Les premiers germes du projet sont nés il y a plus de dix ans, en coulisses, à Las Vegas. John s’y trouvait avec son mari, également producteur de ROCKETMAN, David Furnish (réalisateur du documentaire TANTRUMS AND TIARAS et producteur exécutif de la comédie musicale à succès "Billy Elliot The Musical"), pour sa série de concertsspectacles ‘Red Piano Show’ qui venait tout juste de démarrer. Ce spectacle était une immersion dans l’univers visuel d’Elton John, véritable fantasmagorie de costumes et d'imagerie musicale prenant vie sur scène.

“Ce spectacle a fait naître quelque chose en Elton”, se rappelle Furnish. “Il m’a dit, ‘ce serait génial de faire un film sur ma vie qui pourrait transposer cet esprit-là’. Il ne voulait pas d’un biopic classique – il n’a jamais vraiment aimé ça – mais il m’a dit, ‘Tu sais, ma vie a été tellement peu banale que la raconter telle qu’elle s'est déroulée ne serait finalement pas fidèle à la réalité’”.

L’étape suivante a été de trouver un scénariste : le duo savait déjà quel homme serait à la hauteur de la tâche. Le projet est né d'une série de coïncidences, et parmi celles-ci, un petit film britannique sans prétention qui allait finir par devenir un événement majeur  : BILLY ELLIOT. Elton John et David Furnish assistent par hasard à la projection du film au festival de Cannes en 2000. (Jamie Bell, qui joue Billy dans le film, se souvient très bien du moment où Elton John est venu le voir, lors de la fête qui a suivi la projection, en larmes, profondément bouleversé par la relation entre le jeune Billy et son père.) C'est en repensant à ce moment marquant que John et Furnish ont souhaité collaborer avec le scénariste de BILLY ELLIOT, Lee Hall, sur une adaptation du film pour la scène, montée cinq ans après.

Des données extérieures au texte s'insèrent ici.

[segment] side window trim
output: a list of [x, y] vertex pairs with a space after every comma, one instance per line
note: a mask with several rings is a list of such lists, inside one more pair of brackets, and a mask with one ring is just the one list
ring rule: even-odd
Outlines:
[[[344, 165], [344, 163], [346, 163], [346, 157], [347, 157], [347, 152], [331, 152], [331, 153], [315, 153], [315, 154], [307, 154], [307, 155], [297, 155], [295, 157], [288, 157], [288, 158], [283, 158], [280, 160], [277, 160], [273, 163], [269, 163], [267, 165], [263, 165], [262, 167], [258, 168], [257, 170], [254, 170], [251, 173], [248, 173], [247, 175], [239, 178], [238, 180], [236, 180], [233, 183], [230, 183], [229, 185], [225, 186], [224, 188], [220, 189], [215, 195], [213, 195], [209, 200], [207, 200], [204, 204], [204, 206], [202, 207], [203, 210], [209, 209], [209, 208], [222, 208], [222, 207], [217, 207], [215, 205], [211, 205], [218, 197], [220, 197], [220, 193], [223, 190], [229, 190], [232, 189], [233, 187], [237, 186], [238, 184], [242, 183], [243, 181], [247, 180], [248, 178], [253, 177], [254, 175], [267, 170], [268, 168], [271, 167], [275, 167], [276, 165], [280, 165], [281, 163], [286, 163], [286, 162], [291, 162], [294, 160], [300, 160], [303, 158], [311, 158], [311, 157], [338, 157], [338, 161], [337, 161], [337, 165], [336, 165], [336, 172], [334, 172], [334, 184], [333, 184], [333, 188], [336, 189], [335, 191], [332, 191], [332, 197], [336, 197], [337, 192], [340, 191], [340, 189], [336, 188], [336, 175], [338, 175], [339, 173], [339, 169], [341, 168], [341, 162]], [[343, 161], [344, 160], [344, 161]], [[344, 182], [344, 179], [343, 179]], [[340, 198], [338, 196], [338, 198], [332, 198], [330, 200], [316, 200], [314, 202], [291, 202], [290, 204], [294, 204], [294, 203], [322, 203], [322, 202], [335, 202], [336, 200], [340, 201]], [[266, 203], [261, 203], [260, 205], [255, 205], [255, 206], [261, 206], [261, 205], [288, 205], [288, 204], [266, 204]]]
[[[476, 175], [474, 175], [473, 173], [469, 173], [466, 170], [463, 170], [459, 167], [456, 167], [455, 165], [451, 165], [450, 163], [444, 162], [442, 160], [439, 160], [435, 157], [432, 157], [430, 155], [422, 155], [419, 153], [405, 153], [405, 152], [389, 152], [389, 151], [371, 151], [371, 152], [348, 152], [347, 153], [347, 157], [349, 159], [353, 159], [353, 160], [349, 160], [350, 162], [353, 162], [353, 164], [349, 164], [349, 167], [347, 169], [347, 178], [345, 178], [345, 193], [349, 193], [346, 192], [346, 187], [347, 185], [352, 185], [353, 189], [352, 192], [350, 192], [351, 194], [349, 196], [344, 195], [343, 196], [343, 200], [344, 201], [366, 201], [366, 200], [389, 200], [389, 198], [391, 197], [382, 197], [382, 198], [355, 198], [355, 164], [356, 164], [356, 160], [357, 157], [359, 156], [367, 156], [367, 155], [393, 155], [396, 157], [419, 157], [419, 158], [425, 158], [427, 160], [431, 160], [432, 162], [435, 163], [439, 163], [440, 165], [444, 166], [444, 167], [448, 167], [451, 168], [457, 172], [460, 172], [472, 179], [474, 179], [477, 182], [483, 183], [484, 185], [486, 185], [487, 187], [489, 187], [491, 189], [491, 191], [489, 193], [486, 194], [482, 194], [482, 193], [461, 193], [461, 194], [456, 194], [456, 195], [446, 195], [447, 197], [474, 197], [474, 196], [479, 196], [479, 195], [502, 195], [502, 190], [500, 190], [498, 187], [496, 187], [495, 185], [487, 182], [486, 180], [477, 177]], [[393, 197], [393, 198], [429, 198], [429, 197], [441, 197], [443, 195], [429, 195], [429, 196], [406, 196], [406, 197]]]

Ainsi, quand s'est posée la question de savoir qui serait en mesure d’écrire cette version fantasmatique de la vie de John et de collaborer à la l'écriture de cette histoire, le duo n'a pas hésité une seconde. “Lee est britannique  : il a une connaissance innée et intuitive de la classe ouvrière britannique des années 1960, de l’émergence du rock’n’roll dans les années 1960-1970, de la façon dont les gens parlaient à l'époque, du quotidien des Anglais…”, raconte Furnish. “On voulait qu’il puise dans tout cela et qu’il soit capable de dresser un portrait très authentique de cette époque. Mais on lui a aussi dit, ‘Les numéros musicaux doivent être hors du commun, impressionnants, fantastiques’”. Ils ont également donné carte blanche à Hall quant au déroulé chronologique de la trajectoire musicale d’Elton John : plutôt que d’être intégrés par ordre de création, les morceaux soulignent les moments de "vérité émotionnelle" de l’histoire.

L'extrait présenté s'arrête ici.